As a kid, Mom made my brother and I practice on the piano every day for 30 minutes. She would say that line, “practice makes perfect” and I probably mocked her when she wasn’t looking. It wasn’t until later in life I figured out my Mom wasn’t an idiot. So, maybe practice doesn’t make you perfect… but it will sure make you better.
I think sometimes when we do something as a hobby, we figure we don’t need practice. And, sometimes people claim they are a professional photographer just because they got a Canon Rebel for Christmas — but that would be a rant for another day. I did my 2 years and have an Associate of Applied Science in Visual Communication – Photography degree, have a few killer lenses, and am happy with many of the photos I take. Sometimes I even feel pretty badass when I pick up my 5d mark iii, BUT PHOTOGRAPHY IS MY HOBBY. I’m not an expert.
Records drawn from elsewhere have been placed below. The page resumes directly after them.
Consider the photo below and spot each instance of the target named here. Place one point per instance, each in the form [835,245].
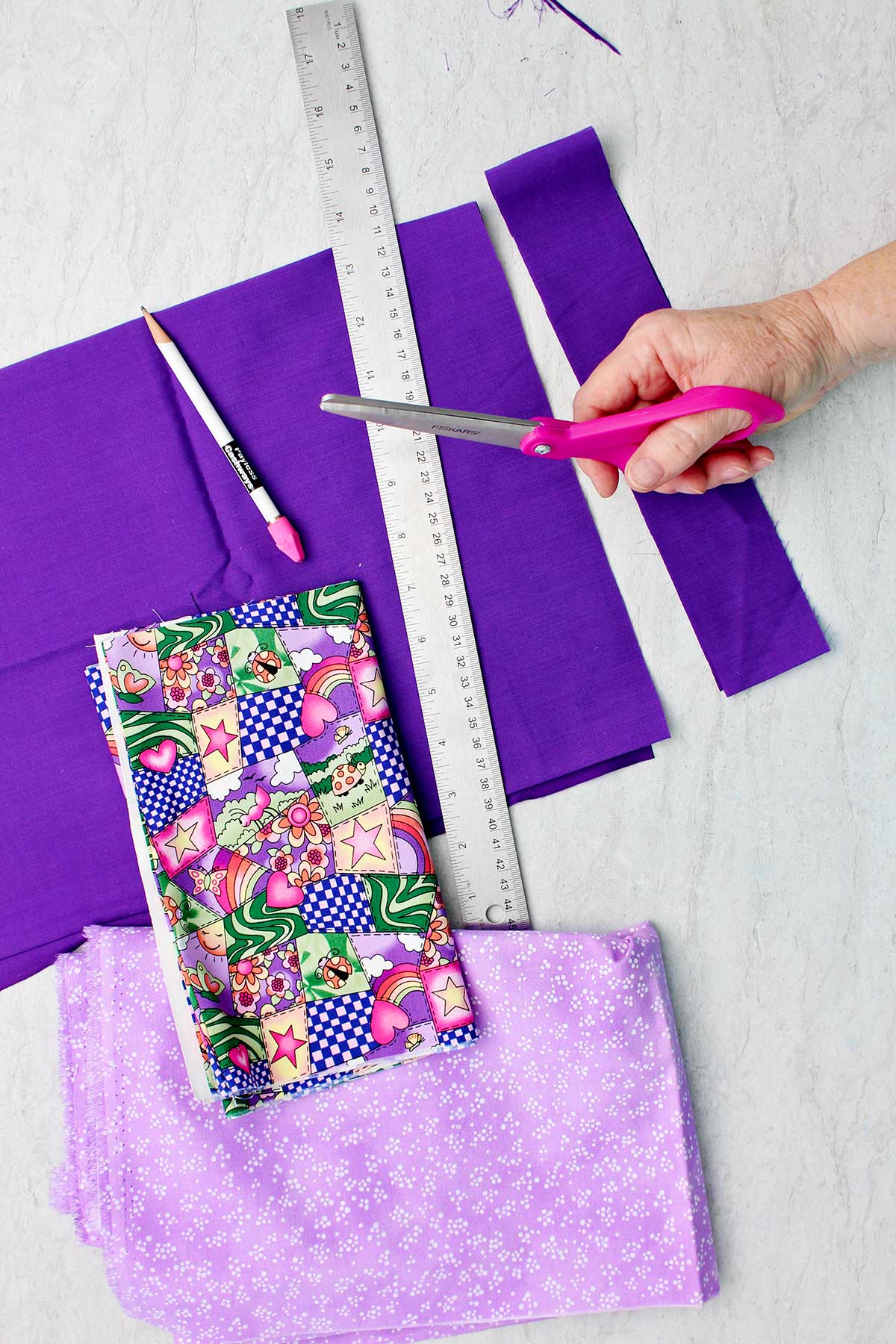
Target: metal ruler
[361,233]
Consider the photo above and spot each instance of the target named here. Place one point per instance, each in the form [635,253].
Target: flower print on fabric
[289,855]
[563,1147]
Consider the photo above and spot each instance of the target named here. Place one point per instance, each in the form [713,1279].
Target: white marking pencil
[280,527]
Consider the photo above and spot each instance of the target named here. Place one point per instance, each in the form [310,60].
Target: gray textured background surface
[151,152]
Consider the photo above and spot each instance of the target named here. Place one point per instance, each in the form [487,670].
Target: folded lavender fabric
[723,554]
[119,511]
[550,1169]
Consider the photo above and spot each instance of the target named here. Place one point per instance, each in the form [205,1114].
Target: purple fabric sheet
[723,554]
[117,511]
[551,1169]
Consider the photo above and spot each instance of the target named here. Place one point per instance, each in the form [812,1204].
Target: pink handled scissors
[612,438]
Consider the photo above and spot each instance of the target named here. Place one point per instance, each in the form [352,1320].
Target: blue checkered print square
[237,1082]
[457,1036]
[388,759]
[340,1030]
[94,685]
[163,797]
[270,722]
[337,905]
[270,612]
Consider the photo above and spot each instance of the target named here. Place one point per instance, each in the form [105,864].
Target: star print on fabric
[376,690]
[264,903]
[453,996]
[368,688]
[218,739]
[363,841]
[287,1046]
[181,841]
[447,994]
[187,836]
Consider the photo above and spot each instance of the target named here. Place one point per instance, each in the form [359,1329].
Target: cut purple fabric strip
[119,510]
[723,554]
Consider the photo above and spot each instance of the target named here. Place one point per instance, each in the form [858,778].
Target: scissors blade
[432,420]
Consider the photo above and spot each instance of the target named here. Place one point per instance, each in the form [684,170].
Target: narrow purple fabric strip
[723,554]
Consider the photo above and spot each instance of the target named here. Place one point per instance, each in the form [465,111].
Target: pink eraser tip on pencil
[287,539]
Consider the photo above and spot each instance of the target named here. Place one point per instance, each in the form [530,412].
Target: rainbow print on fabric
[287,851]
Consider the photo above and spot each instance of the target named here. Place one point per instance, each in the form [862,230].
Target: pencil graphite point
[159,334]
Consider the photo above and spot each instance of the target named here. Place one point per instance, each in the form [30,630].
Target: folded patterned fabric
[282,841]
[551,1169]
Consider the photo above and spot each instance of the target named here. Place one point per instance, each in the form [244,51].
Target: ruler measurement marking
[363,240]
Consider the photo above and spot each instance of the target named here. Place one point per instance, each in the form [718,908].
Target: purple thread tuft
[558,8]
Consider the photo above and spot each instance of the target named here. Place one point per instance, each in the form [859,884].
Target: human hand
[785,349]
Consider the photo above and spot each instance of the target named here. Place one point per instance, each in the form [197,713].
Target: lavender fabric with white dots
[551,1169]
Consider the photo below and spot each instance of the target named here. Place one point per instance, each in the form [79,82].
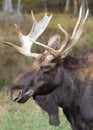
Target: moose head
[48,70]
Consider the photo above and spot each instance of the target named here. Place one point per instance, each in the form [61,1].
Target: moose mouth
[20,97]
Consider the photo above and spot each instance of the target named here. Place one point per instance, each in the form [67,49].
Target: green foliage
[30,120]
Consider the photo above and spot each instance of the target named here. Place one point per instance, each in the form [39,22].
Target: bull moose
[57,79]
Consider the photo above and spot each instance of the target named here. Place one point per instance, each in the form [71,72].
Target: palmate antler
[37,29]
[69,42]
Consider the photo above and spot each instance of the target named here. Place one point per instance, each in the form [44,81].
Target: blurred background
[29,116]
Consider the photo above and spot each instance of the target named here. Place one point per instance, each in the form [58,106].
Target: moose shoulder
[55,78]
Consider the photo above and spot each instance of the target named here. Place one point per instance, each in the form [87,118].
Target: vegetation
[29,116]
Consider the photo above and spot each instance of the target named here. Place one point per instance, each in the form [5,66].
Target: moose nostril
[16,95]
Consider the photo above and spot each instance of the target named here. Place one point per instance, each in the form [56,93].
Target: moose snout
[15,95]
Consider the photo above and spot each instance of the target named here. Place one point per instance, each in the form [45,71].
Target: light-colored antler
[69,42]
[37,29]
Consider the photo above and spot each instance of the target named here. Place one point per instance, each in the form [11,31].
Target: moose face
[41,79]
[47,71]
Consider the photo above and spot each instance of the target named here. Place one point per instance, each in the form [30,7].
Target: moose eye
[45,68]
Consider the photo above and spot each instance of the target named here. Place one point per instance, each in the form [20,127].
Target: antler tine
[37,29]
[77,35]
[78,22]
[65,42]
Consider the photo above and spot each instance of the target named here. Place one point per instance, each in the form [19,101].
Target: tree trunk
[67,6]
[7,6]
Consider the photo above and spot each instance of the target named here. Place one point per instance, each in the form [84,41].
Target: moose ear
[54,42]
[70,63]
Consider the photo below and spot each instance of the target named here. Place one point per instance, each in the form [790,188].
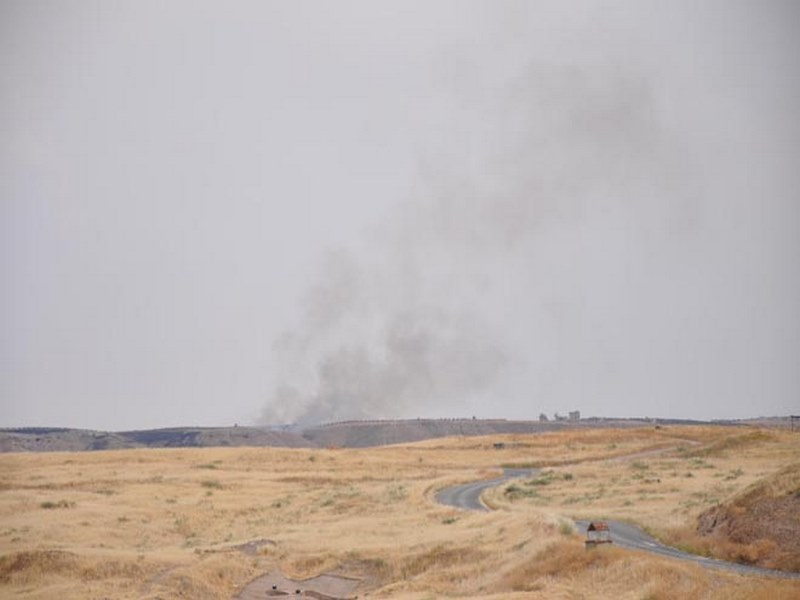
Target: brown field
[176,523]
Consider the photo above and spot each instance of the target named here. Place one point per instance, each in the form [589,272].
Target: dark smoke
[431,316]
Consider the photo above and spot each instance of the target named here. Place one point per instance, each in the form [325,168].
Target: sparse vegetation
[142,524]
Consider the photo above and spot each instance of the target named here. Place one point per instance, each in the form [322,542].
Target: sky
[301,212]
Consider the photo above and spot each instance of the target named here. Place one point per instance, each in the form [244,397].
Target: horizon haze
[263,212]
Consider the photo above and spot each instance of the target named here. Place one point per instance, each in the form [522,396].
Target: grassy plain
[201,523]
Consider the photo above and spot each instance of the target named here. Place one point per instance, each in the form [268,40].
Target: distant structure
[597,533]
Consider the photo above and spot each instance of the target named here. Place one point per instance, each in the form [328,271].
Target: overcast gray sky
[218,212]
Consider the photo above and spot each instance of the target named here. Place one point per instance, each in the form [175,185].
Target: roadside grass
[140,523]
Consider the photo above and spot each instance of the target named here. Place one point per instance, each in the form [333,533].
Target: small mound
[761,525]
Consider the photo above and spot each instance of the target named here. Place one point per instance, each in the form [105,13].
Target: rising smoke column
[432,314]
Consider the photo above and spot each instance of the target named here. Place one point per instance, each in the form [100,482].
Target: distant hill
[348,434]
[36,439]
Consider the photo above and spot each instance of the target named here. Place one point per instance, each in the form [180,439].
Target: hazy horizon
[260,212]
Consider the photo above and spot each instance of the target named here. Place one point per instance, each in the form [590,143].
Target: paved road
[468,496]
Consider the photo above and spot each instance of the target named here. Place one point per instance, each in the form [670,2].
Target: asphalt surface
[468,497]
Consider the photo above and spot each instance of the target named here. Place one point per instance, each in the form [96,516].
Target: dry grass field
[201,523]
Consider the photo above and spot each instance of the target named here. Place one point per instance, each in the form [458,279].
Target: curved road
[468,497]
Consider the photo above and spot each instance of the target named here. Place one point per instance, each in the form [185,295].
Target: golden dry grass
[170,523]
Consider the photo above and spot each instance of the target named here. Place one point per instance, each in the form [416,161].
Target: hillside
[761,524]
[44,439]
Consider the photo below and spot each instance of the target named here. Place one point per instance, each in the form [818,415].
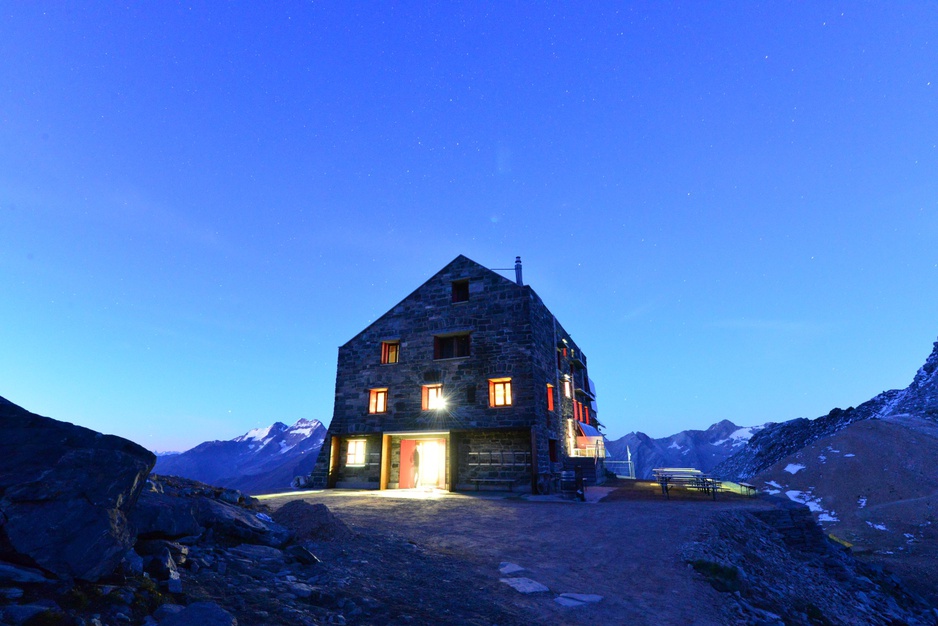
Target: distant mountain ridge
[776,441]
[263,460]
[702,449]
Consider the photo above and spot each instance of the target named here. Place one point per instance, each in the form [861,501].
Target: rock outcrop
[263,460]
[65,492]
[778,568]
[777,441]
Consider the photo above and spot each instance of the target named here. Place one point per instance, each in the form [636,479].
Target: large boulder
[65,492]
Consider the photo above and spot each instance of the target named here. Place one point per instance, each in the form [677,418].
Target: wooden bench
[687,477]
[511,482]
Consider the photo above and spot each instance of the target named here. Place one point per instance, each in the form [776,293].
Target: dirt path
[627,551]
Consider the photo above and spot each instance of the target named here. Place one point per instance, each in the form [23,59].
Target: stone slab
[509,568]
[582,597]
[524,585]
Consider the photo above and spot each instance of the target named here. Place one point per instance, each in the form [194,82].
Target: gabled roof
[459,259]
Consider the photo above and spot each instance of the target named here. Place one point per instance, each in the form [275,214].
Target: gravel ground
[435,556]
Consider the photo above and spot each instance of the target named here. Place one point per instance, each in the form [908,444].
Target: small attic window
[461,290]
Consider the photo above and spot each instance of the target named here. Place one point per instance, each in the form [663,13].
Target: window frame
[356,453]
[460,291]
[390,352]
[431,397]
[460,349]
[502,385]
[375,398]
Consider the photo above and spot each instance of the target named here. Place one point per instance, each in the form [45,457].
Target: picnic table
[687,477]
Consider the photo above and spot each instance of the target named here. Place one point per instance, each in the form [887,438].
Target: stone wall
[505,455]
[512,335]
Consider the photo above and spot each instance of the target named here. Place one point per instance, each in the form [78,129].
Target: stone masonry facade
[464,328]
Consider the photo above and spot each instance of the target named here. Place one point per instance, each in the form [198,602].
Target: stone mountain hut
[468,383]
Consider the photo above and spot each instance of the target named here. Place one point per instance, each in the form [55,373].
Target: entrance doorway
[423,463]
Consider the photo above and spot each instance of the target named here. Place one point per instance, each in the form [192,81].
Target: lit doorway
[423,463]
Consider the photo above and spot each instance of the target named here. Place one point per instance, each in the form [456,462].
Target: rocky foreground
[89,537]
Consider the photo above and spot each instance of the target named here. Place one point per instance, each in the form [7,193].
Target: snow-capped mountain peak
[262,460]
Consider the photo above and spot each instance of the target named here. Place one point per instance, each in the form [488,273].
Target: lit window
[500,392]
[432,397]
[390,351]
[450,347]
[356,452]
[460,291]
[378,401]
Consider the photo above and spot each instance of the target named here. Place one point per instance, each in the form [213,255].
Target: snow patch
[257,434]
[740,436]
[814,505]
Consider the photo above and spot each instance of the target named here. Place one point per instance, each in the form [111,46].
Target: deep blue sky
[733,207]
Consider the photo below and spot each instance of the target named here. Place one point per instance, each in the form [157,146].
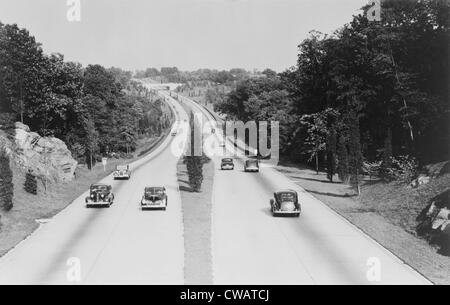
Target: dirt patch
[20,222]
[197,226]
[385,212]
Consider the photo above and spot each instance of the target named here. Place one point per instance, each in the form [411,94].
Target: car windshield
[101,188]
[286,197]
[154,190]
[150,196]
[252,163]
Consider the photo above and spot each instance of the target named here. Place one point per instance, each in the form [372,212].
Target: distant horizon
[187,34]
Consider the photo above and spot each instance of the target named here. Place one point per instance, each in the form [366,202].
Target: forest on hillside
[95,110]
[371,95]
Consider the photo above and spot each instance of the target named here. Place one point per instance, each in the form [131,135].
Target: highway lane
[320,247]
[119,245]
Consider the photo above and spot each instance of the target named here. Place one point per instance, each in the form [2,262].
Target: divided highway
[123,245]
[119,245]
[252,247]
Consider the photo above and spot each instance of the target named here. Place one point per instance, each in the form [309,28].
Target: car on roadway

So if you’re like me and just want to take better photos, why don’t you practice right along with me? Grab your camera and turn that dial away from the little green square.
The AV setting lets you choose your aperture and your camera will choose the shutter speed for you.
Aperture controls the DOF (depth of field), and the f-stop is the measure of that aperture. It is the number that describes how far open the lens aperture is. So the lower the f-stop, the lower number of items will be in focus in your image.
Here’s what you need to remember:
When the aperture gets smaller (higher f-stop), the shutter speed must slow down and/or the iso must speed up to allow the same amount of light to reach the sensor.
(Both photos above were taken in a darkened room so I set the ISO at 1000 — try to stay as near 100 as you can for cleaner shots. And, even f-stop 5.6, as in photo #2, is considered a wide aperture setting. Outdoors on a sunny day, you could try ISO 100, and bump the f-stop up to 11-16 or so to begin your test.)